One of the SDS demands was that Harvard not destroy 182 units of housing in the Medical School area for a new training and research hospital. "[No] homes [are] being torn down to make way for Harvard Medical School expansion," Pusey said in his statement.

Two days later, though, Dean of the Faculty of Medicine Robert H. Ebert acknowledged their plans to construct a new building which would require the eviction of the tenants of 182 homes.

Pusey also denied that the University Road apartments were going to be demolished for the Kennedy Memorial Library, which is now the site of the Kennedy School of Government. "There are no plans to tear down any apartments on University Road," Pusey said.

Contrary to Pusey's claim, however, Assistant Professor of City Planning Chester W. Hartman said the University Road apartments would probably be demolished.

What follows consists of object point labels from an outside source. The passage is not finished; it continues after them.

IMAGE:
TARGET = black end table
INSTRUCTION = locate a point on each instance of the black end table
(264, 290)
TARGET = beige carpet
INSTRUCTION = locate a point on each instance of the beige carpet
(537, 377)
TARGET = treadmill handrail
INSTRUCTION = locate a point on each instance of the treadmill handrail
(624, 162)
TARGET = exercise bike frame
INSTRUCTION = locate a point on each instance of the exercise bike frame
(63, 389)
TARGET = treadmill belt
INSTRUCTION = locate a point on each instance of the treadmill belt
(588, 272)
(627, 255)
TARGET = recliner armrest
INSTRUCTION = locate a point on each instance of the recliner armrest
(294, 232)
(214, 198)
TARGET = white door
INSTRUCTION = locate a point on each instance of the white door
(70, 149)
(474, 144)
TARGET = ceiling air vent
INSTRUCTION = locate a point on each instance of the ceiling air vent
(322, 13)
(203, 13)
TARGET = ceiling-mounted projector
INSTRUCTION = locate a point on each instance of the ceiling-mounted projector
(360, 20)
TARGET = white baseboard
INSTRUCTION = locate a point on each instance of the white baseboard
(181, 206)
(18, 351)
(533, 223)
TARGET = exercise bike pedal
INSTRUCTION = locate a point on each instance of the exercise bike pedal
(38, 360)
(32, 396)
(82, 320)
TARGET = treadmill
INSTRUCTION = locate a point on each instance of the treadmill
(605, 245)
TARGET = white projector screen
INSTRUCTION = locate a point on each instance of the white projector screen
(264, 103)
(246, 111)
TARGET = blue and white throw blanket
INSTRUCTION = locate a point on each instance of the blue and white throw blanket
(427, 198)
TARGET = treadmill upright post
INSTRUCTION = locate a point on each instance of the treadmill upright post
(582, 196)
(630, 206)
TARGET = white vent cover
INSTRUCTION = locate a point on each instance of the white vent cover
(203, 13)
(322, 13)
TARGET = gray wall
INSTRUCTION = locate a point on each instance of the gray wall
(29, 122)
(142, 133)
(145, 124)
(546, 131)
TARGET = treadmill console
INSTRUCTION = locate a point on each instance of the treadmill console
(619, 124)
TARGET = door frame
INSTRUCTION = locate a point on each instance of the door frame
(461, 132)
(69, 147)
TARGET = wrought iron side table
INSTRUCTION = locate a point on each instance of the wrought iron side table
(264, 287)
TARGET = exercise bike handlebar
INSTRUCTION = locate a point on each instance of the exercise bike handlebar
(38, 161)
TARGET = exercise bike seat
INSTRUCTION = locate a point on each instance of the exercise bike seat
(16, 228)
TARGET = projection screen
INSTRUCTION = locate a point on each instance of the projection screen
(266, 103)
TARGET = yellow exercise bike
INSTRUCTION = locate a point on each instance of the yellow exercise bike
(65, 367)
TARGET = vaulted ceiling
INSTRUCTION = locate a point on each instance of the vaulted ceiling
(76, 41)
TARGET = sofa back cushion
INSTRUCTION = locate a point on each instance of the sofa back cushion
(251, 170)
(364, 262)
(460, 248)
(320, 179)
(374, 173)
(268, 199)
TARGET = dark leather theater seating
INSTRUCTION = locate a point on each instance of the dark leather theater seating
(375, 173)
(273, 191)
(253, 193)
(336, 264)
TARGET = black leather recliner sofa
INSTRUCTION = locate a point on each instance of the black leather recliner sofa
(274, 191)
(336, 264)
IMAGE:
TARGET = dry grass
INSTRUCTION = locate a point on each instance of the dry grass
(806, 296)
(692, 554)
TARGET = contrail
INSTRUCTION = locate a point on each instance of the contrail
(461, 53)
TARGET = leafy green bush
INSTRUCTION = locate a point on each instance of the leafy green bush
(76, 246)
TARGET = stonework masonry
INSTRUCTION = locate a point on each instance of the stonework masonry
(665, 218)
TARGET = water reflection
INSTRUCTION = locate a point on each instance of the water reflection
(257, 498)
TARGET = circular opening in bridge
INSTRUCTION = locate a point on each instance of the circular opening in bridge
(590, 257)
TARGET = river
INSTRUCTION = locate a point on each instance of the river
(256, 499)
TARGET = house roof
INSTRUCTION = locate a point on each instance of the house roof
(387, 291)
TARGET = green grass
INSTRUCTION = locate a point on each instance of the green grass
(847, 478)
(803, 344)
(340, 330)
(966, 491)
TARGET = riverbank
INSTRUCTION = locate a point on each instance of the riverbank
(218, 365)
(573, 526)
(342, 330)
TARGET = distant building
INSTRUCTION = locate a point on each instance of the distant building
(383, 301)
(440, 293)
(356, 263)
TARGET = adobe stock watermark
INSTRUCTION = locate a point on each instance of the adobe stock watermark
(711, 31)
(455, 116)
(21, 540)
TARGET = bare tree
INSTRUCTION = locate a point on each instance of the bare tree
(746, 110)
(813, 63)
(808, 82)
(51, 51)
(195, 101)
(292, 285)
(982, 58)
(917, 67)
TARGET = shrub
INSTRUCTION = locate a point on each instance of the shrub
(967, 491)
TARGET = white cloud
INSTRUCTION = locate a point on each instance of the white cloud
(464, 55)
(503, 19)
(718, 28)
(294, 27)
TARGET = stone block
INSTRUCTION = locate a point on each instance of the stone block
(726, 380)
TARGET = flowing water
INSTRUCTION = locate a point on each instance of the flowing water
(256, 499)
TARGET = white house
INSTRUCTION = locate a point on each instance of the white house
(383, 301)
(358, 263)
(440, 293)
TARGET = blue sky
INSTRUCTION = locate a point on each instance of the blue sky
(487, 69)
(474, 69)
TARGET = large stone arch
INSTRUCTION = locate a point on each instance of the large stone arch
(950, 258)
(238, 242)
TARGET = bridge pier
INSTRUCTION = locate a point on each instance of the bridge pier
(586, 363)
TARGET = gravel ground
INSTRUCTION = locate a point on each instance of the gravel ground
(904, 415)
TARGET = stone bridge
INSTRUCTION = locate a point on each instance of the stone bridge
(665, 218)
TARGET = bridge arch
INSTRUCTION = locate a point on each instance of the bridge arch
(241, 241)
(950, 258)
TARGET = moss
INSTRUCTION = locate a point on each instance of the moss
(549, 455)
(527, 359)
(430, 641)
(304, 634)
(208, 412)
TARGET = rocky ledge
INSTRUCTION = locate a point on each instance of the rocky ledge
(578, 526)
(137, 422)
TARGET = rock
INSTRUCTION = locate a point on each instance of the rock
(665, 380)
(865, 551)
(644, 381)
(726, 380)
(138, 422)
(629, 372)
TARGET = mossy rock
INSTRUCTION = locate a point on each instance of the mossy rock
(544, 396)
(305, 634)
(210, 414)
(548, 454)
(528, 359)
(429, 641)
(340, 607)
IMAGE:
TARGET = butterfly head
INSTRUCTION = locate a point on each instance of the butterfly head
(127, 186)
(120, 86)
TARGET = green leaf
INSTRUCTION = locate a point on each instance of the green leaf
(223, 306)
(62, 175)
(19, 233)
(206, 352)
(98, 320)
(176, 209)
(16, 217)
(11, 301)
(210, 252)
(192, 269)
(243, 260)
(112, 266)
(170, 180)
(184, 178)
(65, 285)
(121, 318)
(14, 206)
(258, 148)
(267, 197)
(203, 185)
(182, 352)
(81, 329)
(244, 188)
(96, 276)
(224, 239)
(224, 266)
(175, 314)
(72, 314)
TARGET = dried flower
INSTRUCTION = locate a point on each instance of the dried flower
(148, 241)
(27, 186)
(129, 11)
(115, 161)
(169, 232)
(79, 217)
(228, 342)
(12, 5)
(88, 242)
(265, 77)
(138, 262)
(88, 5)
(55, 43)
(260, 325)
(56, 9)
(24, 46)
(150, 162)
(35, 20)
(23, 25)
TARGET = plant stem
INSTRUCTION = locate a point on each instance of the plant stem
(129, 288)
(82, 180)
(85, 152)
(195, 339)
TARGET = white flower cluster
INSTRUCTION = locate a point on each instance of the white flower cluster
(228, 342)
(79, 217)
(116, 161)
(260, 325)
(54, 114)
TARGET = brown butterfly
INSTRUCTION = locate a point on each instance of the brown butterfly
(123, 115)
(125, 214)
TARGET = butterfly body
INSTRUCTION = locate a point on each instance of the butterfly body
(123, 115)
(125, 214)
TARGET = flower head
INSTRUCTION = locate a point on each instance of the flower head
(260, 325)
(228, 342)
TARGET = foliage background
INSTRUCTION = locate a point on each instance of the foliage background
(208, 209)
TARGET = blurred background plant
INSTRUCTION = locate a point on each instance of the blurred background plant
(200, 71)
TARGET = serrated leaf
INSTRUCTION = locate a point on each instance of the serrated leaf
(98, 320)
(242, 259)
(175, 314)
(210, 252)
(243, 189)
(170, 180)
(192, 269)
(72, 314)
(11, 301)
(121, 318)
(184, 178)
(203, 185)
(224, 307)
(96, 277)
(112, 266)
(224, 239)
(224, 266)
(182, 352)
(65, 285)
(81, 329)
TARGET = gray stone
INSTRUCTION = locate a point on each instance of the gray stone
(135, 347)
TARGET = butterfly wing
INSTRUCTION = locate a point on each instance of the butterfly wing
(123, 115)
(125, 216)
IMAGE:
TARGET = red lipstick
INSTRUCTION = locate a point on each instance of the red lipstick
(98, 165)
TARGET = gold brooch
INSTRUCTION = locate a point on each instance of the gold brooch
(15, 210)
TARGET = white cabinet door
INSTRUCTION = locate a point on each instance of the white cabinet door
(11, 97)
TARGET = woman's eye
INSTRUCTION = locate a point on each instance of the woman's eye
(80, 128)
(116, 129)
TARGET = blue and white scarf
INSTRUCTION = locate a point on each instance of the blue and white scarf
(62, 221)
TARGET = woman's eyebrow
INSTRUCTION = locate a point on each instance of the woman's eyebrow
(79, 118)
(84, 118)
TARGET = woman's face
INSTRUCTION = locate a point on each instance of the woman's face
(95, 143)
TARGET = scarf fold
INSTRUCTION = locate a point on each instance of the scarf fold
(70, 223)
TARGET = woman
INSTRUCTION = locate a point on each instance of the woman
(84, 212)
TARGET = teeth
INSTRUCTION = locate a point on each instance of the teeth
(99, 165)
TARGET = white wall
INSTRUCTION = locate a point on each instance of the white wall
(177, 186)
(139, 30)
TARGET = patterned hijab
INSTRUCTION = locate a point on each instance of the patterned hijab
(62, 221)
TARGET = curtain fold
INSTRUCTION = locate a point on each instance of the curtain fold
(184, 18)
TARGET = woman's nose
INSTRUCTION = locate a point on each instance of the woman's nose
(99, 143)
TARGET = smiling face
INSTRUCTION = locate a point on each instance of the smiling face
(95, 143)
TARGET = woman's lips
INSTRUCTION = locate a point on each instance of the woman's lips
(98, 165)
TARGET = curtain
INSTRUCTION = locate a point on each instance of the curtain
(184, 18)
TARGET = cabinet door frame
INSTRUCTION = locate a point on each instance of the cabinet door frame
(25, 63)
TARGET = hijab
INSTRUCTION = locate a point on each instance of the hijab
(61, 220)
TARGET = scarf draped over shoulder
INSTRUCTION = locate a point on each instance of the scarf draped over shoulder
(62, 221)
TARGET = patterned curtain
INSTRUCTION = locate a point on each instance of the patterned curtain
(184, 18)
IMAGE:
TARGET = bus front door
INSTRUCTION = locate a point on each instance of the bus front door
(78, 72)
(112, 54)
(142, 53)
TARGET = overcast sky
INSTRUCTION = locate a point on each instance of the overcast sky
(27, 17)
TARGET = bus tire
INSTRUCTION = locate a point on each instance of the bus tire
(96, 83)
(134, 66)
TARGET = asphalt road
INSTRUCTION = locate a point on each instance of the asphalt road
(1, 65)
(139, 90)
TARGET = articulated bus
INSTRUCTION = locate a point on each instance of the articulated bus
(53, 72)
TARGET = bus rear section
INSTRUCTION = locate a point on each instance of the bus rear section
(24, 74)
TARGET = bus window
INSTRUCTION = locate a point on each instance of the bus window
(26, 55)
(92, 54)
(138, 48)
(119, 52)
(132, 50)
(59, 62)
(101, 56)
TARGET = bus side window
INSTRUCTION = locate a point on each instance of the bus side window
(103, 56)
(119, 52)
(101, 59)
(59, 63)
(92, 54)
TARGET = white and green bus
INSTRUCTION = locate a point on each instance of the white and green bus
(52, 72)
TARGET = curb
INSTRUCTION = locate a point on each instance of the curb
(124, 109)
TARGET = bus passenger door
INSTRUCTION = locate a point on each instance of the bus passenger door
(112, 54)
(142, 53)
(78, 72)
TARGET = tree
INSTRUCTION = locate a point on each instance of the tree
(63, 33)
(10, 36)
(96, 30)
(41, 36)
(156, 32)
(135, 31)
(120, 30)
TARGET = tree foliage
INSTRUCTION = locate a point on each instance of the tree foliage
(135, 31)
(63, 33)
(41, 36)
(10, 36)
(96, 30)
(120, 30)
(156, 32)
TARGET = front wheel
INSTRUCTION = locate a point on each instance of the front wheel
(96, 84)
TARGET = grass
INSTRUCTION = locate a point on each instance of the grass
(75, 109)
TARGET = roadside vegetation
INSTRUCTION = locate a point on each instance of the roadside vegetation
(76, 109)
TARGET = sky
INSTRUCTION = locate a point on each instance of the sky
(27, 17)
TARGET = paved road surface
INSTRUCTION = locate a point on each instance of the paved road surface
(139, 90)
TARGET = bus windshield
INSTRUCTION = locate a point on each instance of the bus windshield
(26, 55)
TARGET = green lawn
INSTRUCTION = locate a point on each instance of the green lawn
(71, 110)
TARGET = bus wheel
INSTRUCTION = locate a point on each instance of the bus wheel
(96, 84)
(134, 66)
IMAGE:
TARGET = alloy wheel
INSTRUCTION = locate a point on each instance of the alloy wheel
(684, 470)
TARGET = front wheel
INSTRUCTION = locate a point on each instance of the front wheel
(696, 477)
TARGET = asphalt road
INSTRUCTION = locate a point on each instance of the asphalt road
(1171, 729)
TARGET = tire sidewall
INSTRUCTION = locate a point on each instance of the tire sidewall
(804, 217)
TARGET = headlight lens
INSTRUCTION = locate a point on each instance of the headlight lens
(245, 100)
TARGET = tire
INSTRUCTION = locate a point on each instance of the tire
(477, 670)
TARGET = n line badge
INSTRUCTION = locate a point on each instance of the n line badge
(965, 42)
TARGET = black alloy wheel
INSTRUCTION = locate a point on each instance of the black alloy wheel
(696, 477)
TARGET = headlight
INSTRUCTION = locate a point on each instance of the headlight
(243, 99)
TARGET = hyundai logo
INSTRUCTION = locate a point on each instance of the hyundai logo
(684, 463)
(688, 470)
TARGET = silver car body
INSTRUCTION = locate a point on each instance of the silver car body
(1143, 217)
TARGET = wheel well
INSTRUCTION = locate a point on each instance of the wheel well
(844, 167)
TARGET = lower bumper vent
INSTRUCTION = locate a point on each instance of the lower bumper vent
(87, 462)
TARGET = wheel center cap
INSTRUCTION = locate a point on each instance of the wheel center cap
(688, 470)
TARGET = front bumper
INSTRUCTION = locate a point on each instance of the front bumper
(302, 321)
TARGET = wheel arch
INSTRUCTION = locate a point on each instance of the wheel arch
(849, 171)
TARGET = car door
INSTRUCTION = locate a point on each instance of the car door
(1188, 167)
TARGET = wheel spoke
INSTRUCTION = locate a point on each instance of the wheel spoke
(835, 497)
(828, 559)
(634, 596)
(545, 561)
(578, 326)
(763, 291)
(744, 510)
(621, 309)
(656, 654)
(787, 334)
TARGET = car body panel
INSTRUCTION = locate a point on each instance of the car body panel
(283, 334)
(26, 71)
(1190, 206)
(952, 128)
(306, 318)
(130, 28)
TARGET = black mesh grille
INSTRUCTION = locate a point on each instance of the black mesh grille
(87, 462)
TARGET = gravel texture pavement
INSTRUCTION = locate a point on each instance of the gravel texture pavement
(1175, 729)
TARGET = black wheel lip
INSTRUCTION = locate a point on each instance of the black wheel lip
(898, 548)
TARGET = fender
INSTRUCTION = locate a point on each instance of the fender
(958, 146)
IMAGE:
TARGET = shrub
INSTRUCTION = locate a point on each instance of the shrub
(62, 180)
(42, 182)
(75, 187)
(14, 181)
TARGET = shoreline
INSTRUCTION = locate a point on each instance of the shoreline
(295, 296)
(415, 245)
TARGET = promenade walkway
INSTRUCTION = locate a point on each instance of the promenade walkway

"[University Planning Officer, Harold] Goyette...indicated that there is a very strong possibility that the University Road apartments will, in fact, shortly be demolished," Hartman said.

SDS claimed that the lies in Pusey's statement reflected an attempt to discredit the takeover.

"President Pusey knows that sooner or later students will reject all these lines, just as they have in the past," SDS wrote in response to Pusey's statement. "He wanted to lay the groundwork for the brutal arrests of the University Hall demonstrators."

Chain of Events

"We have occupied the building and we are going to close down the University until our demands are met," the occupiers told the deans as they were forced out of the building.